– Похоже на сцену их экзистенциалистского арт-хаусного фильма, правда, Джонни, – размышляла она.
Джонни медленно кивнул, не смотря на Катрин, которая притулилась возле него. Звёзды, мерцая, обменивались через всю Вселенную загадочными шифрами.
– Как ты думаешь, а за этим что-нибудь есть?
– Раньше я пытался как-то в этом разобраться, но теперь мне просто всё равно.
Катрин его не слушала.
– Я просто думаю… о космосе, – мечтательно сказала она.
Джонни посмотрел на небо, потом на тлеющую сигарету.
– Табак, – подытожил он, в общем, для себя.

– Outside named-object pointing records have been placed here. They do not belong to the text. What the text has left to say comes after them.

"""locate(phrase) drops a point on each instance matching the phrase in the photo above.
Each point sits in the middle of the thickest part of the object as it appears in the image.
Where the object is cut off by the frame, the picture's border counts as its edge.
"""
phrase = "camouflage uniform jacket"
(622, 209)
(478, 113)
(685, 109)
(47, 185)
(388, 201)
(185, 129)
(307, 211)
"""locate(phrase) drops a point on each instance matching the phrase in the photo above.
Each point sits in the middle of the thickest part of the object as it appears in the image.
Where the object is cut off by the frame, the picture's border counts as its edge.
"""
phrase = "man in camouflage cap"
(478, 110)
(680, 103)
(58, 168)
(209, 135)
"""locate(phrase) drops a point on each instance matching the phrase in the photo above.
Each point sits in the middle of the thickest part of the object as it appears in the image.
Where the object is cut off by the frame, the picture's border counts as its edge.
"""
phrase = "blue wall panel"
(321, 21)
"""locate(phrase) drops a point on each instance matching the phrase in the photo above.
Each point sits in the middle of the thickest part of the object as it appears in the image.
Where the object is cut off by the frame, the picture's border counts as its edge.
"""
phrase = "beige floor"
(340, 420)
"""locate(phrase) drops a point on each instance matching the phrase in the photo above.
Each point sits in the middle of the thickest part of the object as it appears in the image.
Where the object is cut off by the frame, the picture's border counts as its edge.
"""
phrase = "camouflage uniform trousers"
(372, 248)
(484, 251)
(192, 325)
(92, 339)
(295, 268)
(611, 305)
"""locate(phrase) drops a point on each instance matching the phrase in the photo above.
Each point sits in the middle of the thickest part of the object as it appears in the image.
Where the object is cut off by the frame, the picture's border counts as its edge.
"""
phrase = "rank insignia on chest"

Конечно, Джонни нравились стремительно прорезающие Вселенную снопы звёздного света и безграничные возможности, которые, казалось, они предполагают, однако он решил не говорить Катрин об этом. Слишком хлопотно было бы объяснять ей, что сейчас она находится в той части Шотландии, где делиться своими мечтами – это как делить один шприц на двоих: иногда вроде как и можно, но в итоге себе дороже. Кроме того, он уже готов был её оседлать. Он повернулся к ней, губы их встретились. Пошатываясь, они двинулись к матрасу с покрывалом, и Насморк надеялся, что к моменту, как они туда доберутся, страсть его достигнет предела, когда ни сухие крошки, ни пятна студента-задроты уже не будут иметь существенного значения.
В ПОЛЁТЕ
4.00
Стюардесса смотрит на меня с едва прикрытым ужасом. Тот ещё пассажир: одежда загажена, голова обрита (для нормальной причи в пустыне слишком пыльно), и несёт от меня химическим распадом и землёй Новго Света. Лицо потное, всё в грязи. Стюардесса смотрит на наманикюренного стюарда с тележкой, и тот, заметив меня, закатывает глаза. Несчастный, что сидит со мной рядом, весь прямо изогнулся от меня подальше. Я не в состоянии летать. Я вообще ничего делать не в состоянии.
Самолёт зарычал, рванул; меня пришпилило к креслу, и вот мы в воздухе.
– У нас был воздух, Хелена, – слышу я пару раз. Это я же и говорю. Самолёт выравнивается, и надо мной нависает другая стюардесса.
– С вами всё в порядке?
– Да.
– Не шумите, пожалуйста. Вы мешаете другим пассажирам.
– Простите.
Я стараюсь не сомкнуть глаз, хотя поспать мне просто необходимо. Но как только они закрываются, я проваливаюсь в пиздец какое безумство: меня окружают черти и змеи, толпятся лица забытых и мертвецов, и я начинаю что-то нести, пока усилием воли не возвращаюсь в сознательное состояние, поддерживать которое нет никакой возможности.
Несведущий и осведомлённый.
Несведущий никогда не сможет заставить осведомлённого не принимать наркотики. Тут старик Кант Иммануил с Последними каннибалами абсолютно прав: феномен и ноумен суть одно и то же, но каждый человек способен увидеть феномен только через призму собственного опыта.
Поэтому я и не забываю самый верный совет из тех, что давал мне мой старик: не доверяй трезвенникам. Это то же самое, что признать: я невежественный, узколобый задрот. Хорошо, если недостаток наркотиков они компенсируют блестящим воображением. Но если оно и есть, то прячут они его очень глубоко. Чё…
Что… надо мной склонилась тень.
– Чего желаете выпить? – спрашивает стюард.
Что?
Потребительский выбор против выбора реального.
Проблема – жажда, напиток – нужда. Что пить: кофе, чай, колу, пепси, вирджин, спрайт, диетическую, без кофеина, растворимый.. пока ты соображаешь, этот мнимый выбор пожирает большой кусок отведённой тебе жизни, чем любой наркотик. Тебя пытаются запарить, что принятие подобных решений изо дня в день – это и есть свобода, жизнь, самореализация. Но всё это хуйня, спасательный пояс, не дающий нам опизденеть от полного безумия этого ебанутого мира, который мы позволили слепить вокруг нас.
Свобода от бессмысленного выбора.
– Воду… без газа… – прокашлял я.
Сперва мне кажется, что я снова там, кислотная пыль в ноздрях, на губах, лице и руках, странно прохладный воздух, гудение баса издалека и голоса: визг, шёпот и всякие вау.
УПС БОНГ
Но я в самолёте с маленькими противными мишками.
Они пытаются стереть мой разум с помощью наркотиков. И вот теперь всё это начинается снова: слабость, боли, спазмы и судороги соперничают с тем, что навыдумывали черти.
Но эти медвежата не отстают. Тот, что уселся в кресле напротив, особенно напирает.